---
name: typed-holes-refactor
description: Refactor codebases using Design by Typed Holes methodology - iterative, test-driven refactoring with formal hole resolution, constraint propagation, and continuous validation. Use when refactoring existing code, optimizing architecture, or consolidating technical debt through systematic hole-driven development.
---

# Typed Holes Refactoring

Systematically refactor codebases using the Design by Typed Holes meta-framework: treat architectural unknowns as typed holes, resolve them iteratively with test-driven validation, and propagate constraints through dependency graphs.

## Core Workflow

### Phase 0: Hole Discovery & Setup

**1. Create safe working branch:**

```bash
git checkout -b refactor/typed-holes-v1
# CRITICAL: Never work in main, never touch .beads/ in main
```

**2. Analyze current state and identify holes:**

```bash
python scripts/discover_holes.py
# Creates REFACTOR_IR.md with hole catalog
```

The Refactor IR documents:
- **Current State Holes**: What's unknown about the current system?
- **Refactor Holes**: What needs resolution to reach the ideal state?
- **Constraints**: What must be preserved/improved/maintained?
- **Dependencies**: Which holes block which others?
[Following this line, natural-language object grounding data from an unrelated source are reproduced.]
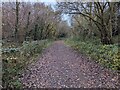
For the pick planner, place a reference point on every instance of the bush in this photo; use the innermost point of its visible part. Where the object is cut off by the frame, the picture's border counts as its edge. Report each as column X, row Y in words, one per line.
column 107, row 55
column 15, row 60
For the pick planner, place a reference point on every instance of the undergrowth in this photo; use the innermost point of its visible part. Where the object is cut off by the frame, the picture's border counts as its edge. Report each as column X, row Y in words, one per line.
column 15, row 59
column 106, row 55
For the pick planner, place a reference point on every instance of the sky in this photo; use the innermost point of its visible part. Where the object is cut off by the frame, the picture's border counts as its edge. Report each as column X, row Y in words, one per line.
column 47, row 2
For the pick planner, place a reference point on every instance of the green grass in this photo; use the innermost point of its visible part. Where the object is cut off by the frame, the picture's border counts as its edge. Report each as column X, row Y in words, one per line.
column 16, row 58
column 106, row 55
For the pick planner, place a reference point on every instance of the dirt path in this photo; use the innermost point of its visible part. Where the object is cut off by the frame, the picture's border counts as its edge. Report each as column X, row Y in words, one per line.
column 60, row 66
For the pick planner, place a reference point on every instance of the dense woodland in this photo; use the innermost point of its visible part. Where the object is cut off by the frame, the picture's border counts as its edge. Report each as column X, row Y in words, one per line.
column 30, row 27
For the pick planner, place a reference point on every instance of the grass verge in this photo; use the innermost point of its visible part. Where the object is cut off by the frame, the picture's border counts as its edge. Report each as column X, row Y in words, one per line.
column 16, row 58
column 106, row 55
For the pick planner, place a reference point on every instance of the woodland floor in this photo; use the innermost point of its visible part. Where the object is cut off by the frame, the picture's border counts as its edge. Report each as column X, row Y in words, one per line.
column 62, row 67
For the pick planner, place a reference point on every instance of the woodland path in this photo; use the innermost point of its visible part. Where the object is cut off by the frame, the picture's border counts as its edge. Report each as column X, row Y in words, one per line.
column 62, row 67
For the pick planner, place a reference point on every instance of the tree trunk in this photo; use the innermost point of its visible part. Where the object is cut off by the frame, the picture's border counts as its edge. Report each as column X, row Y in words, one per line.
column 17, row 20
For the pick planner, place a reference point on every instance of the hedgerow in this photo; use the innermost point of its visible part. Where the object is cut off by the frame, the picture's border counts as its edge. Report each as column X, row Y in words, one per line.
column 15, row 60
column 107, row 55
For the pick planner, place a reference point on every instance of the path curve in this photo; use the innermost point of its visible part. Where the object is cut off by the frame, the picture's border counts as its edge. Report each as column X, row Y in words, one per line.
column 62, row 67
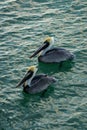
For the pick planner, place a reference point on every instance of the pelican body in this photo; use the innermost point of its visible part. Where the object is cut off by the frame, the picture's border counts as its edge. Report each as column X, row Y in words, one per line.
column 33, row 83
column 51, row 54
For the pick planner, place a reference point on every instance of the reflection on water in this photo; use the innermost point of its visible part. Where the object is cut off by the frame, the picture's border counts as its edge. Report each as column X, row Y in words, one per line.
column 24, row 24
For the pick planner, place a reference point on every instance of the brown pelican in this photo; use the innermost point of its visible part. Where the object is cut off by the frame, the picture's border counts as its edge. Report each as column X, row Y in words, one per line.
column 35, row 83
column 52, row 55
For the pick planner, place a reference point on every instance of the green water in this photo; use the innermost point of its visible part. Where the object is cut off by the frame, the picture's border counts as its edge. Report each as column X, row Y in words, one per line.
column 23, row 26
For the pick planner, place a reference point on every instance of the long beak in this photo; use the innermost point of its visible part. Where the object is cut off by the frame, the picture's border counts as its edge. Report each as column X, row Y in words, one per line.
column 44, row 46
column 26, row 77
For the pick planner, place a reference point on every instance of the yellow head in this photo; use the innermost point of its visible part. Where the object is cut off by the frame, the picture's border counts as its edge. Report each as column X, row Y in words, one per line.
column 49, row 40
column 32, row 68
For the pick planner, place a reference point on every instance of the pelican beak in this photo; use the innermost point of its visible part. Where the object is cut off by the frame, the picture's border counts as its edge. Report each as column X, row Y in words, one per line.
column 44, row 46
column 26, row 77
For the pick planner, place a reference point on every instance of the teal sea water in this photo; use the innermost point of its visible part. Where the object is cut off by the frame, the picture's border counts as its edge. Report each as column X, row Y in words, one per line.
column 23, row 26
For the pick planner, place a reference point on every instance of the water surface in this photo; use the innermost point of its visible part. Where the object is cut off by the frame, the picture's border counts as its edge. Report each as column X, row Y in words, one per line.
column 23, row 26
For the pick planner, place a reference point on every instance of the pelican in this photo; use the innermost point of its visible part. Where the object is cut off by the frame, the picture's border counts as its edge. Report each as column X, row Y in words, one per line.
column 50, row 54
column 33, row 83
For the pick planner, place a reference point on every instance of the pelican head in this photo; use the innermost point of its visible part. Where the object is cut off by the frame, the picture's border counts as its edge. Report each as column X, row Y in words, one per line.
column 28, row 76
column 49, row 41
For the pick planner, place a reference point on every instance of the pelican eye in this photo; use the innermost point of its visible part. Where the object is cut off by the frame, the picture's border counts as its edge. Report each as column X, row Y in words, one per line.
column 46, row 44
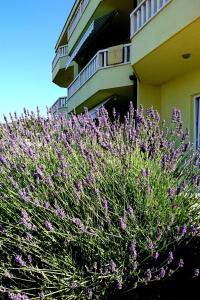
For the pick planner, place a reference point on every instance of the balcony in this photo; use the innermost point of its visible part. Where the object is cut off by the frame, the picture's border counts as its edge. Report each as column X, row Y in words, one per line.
column 60, row 75
column 77, row 16
column 61, row 52
column 60, row 106
column 162, row 31
column 145, row 12
column 106, row 73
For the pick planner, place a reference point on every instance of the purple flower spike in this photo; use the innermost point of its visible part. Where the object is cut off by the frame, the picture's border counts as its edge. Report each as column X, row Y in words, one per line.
column 183, row 230
column 133, row 250
column 162, row 273
column 181, row 263
column 74, row 285
column 150, row 244
column 1, row 229
column 170, row 257
column 79, row 224
column 196, row 273
column 113, row 266
column 155, row 255
column 3, row 160
column 20, row 260
column 130, row 211
column 48, row 226
column 122, row 224
column 30, row 259
column 119, row 285
column 148, row 275
column 171, row 193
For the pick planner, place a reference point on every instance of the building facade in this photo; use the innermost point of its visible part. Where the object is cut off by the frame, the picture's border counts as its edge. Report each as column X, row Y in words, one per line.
column 114, row 51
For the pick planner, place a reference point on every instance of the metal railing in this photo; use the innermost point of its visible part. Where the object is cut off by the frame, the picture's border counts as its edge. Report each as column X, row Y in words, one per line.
column 79, row 12
column 61, row 52
column 144, row 12
column 60, row 103
column 99, row 61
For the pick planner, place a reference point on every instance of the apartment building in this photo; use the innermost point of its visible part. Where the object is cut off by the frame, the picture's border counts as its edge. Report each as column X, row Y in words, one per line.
column 114, row 51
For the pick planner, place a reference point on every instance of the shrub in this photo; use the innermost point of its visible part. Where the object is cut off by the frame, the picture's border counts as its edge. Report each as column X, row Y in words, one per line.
column 94, row 208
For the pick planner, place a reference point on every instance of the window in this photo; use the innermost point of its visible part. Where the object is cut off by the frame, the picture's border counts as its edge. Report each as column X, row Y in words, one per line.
column 197, row 122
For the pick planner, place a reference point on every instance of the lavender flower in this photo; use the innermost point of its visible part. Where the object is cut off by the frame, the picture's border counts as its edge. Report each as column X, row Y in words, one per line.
column 79, row 224
column 148, row 275
column 48, row 226
column 183, row 230
column 113, row 266
column 1, row 229
column 122, row 224
column 3, row 160
column 150, row 244
column 162, row 273
column 196, row 273
column 29, row 237
column 181, row 263
column 20, row 260
column 155, row 255
column 171, row 192
column 133, row 250
column 30, row 259
column 170, row 257
column 119, row 285
column 47, row 205
column 74, row 285
column 130, row 211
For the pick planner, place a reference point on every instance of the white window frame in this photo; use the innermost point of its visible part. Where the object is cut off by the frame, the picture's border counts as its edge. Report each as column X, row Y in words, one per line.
column 197, row 122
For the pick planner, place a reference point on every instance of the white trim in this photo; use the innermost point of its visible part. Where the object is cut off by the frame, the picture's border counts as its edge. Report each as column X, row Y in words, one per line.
column 151, row 7
column 98, row 62
column 77, row 16
column 61, row 52
column 80, row 44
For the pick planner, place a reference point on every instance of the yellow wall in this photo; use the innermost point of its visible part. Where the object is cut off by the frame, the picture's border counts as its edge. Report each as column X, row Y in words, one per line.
column 102, row 81
column 149, row 95
column 169, row 21
column 80, row 28
column 179, row 93
column 60, row 65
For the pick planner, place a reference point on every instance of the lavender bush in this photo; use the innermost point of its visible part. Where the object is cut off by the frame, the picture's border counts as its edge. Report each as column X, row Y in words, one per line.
column 93, row 208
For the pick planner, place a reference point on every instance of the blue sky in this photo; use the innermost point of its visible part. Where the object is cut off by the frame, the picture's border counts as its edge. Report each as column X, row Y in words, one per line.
column 28, row 33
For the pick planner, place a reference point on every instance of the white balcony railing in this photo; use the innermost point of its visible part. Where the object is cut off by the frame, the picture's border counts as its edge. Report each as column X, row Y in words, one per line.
column 144, row 12
column 61, row 52
column 79, row 12
column 99, row 61
column 60, row 103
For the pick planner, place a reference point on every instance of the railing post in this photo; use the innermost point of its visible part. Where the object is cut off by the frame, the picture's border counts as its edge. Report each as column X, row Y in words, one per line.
column 142, row 14
column 152, row 7
column 158, row 5
column 148, row 9
column 138, row 19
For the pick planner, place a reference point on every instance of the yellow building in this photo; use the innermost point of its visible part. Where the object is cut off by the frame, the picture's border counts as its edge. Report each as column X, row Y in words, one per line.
column 114, row 51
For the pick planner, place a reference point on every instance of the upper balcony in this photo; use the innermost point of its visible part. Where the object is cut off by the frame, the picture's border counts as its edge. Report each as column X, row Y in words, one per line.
column 163, row 34
column 77, row 16
column 60, row 106
column 60, row 75
column 106, row 74
column 84, row 12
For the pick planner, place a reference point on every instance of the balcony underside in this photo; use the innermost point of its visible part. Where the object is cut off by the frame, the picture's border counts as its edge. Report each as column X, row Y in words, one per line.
column 60, row 75
column 166, row 61
column 112, row 81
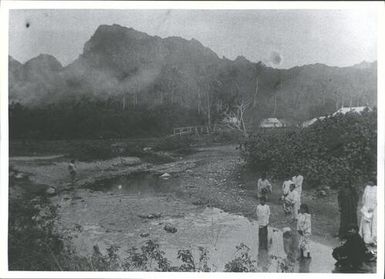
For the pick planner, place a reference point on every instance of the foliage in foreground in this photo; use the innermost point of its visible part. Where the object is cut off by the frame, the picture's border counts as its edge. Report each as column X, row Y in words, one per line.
column 36, row 245
column 329, row 152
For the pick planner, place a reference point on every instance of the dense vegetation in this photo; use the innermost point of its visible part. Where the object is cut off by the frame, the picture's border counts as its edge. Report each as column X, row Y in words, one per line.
column 330, row 152
column 92, row 119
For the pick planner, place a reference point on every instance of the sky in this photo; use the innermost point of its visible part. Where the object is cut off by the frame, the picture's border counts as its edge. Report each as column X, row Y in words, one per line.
column 279, row 38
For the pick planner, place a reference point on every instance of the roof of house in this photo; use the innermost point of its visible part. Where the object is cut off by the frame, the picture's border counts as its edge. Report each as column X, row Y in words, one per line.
column 312, row 121
column 271, row 121
column 345, row 110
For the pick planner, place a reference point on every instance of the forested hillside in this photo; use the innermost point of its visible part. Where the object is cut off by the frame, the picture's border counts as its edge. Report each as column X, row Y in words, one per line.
column 126, row 82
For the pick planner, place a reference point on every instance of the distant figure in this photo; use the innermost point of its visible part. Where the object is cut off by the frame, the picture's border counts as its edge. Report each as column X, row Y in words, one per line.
column 263, row 215
column 72, row 170
column 298, row 180
column 368, row 225
column 263, row 187
column 290, row 245
column 352, row 253
column 347, row 203
column 304, row 230
column 285, row 191
column 292, row 202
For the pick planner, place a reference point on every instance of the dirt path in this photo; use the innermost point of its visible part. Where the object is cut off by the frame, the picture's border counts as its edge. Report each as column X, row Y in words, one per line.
column 221, row 180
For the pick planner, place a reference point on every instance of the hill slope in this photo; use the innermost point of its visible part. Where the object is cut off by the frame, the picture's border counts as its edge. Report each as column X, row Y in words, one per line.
column 133, row 68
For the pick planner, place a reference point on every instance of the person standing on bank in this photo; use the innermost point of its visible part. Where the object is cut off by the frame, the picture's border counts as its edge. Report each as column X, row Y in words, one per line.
column 304, row 230
column 292, row 202
column 72, row 170
column 263, row 215
column 298, row 180
column 263, row 187
column 368, row 225
column 347, row 203
column 285, row 191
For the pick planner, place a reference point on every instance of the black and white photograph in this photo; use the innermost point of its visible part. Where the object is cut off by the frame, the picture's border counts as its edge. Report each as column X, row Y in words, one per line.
column 193, row 139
**3. Write baseline characterization tests:**

Create `tests/characterization/` to capture exact current behavior:

```python
# tests/characterization/test_current_behavior.py
def test_api_contracts():
    """All public APIs must behave identically post-refactor"""
    for endpoint in discover_public_apis():
        old_result = run_current(endpoint, test_inputs)
        save_baseline(endpoint, old_result)

def test_performance_baselines():
    """Record current performance - don't regress"""
    baselines = measure_all_operations()
    save_json("baselines.json", baselines)
```

Run tests on main branch - they should all pass. These are your safety net.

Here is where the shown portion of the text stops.